Identifying Speakers in Dialogue Transcripts: A Text-based Approach Using Pretrained Language Models

Interspeech 2024

Publication date: September 5, 2024

Minh Van Nguyen, Franck Dernoncourt, David Seunghyun Yoon, Hanieh Deilamsalehy, Hao Tan, Ryan A. Rossi, Quan Hung Tran, Trung Bui, Thien Nguyen

In this paper, we introduce an approach to identifying speaker names in dialogue transcripts, a crucial task for enhancing content accessibility and searchability in digital media archives. Despite the advancements in speech recognition, the task of text-based speaker identification (SpeakerID) has received limited attention, with existing studies primarily focusing on multimodal inputs and lacking large-scale, diverse datasets for effective model training.
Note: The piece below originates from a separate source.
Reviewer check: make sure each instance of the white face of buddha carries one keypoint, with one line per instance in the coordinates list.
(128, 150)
Addressing these gaps, we present a novel, large-scale dataset derived from the MediaSum corpus, encompassing transcripts from a wide range of media sources. We propose novel transformer-based models tailored for SpeakerID, leveraging contextual cues within dialogues to accurately attribute speaker names. Through extensive experimentation, our best model achieves a great precision of 80.3%, setting a new benchmark for text-based SpeakerID tasks. We will make the data and code publicly available upon the release of the paper.